Kitaba ismini veren ‘Perde!’ Öyküsü bu cümle ile açılıyor. Ve bu cümle, hikâyede hepimizin olduğunun kanıtıdır aynı zamanda. Çünkü insan yeryüzüne büyük hikâyesini tamamlamak üzere gönderilmiştir. Bu hikâyenin temelinde ise ateşin ve suyun kavgası vardır. İyiliğin ve kötülüğün kavgası Âdem’in cennet yaşamından başlayıp, dünya hayatında devam etmektedir. O büyük hesap gününe kadar da bu kavga devam edecektir.

Tufanlar görülür bazen bu hikâyede. Yeryüzünün en büyük dağını dahi yutan bir tufan… Tufanı aşan ahşap bir gemi, gemide her canlı türünden birer çift… Geride kalan ve suların yuttuğu bir oğul…  Kızgın lavlar görülür bazen bu hikâyede. Kale gibi sağlam evlerinde her türlü gazaptan emin olduğunu düşünen canları bir çırpıda taşa çeviren lavlar. Putlar görülür bazen bu hikâyede. Baltası omzunda putlar… Parçalanmış putlar… Putların intikamı için tutuşturulmuş bir ateş. Yeryüzünün gördüğü, göreceği en büyük fakat en serin ateş… Kuyular görülür bazen bu hikâyede. Hele bir kuyu… İçinde yaratılmışların en güzelini saklayan. Öfkeden, ümitsizlikten, intikam hırsından kudurmuş bir çift görünür bu hikâyede. Her yol ayrımında insandan önce bulunan. Onu doğru yoldan ayırmaya çalışan. Her zaferinden sonra daha fazlasını, hep daha fazlasını isteyen kovulmuş bir çift göz.

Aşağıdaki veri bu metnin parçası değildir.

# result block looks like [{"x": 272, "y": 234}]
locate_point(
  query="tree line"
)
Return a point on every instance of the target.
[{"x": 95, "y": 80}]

Yunus Develi, Perde kitabında insanın kıyamete kadar sürecek olan hikâyesini öyküleştirmiş günümüz insanının (modern insanın) gözüyle. Onun bakış açısı ve aklındaki soru işaretleriyle.

 

Kur’an temelli öyküler

Kitapta yer alan on altı öykü, insan ve şeytan arasındaki kavgayı, Peygamberleri merkeze alarak anlatıyor. Ateşin Hâlleri öyküsünde şeytanın iç muhasebesine tanık oluyoruz. Şeytanın dilinden meleklerin varlıklarını, Hz. Âdem’in yaratılışına hazırlanışlarını, bu haberi duyduklarında verdikleri tepkileri okuyoruz. Toprağın Hâlleri öyküsünde ise Hz. Âdem’in şahitliğine eşlik ediyoruz. Cenneti görüyoruz onun gözlerinden. Sonra pişmanlığını dinliyoruz. Af dilemesini ve dünya sürgününe gönderilmesine şahitlik ediyoruz. Yazar burada büyük bir risk alıyor aslında. Hikâye etme becerisi, dil ve anlatım başarısı, edebi olgunluk, ansiklopedik bilgiler bir yazara iyi öyküler yazmanın kapısını açabilir. Ama soyut varlıkları, soyut bir dünyayı öykülemeye çalışmak bıçak sırtında yürümek gibidir. Bu soyutluk yazara, sonsuz bir özgürlük imkânı verirken, ölçüsüz kurulan bir cümlenin ağırlığı altında ezilme ihtimali de verir. Yazar, öyküdeki başarısını tam olarak bu risk alanlarında gösteriyor. Kendisine çizilen sınırlar içerisinde titiz bir çalışma yaparak bu soyut dünyayı inanılabilir bir gerçekliğe indirmeyi sağlıyor. Ayrıca öykülerine, Kur’an-ı Kerim’den ayetler alarak, okura, anlattıklarının sadece öykü olmadığının da mesajını veriyor. Yazarın titiz dil işçiliği, dil ve anlatım başarısı, üslubu; bu öykülerin, kitabın peygamberler tarihi olarak algılanmasının da önüne geçiyor.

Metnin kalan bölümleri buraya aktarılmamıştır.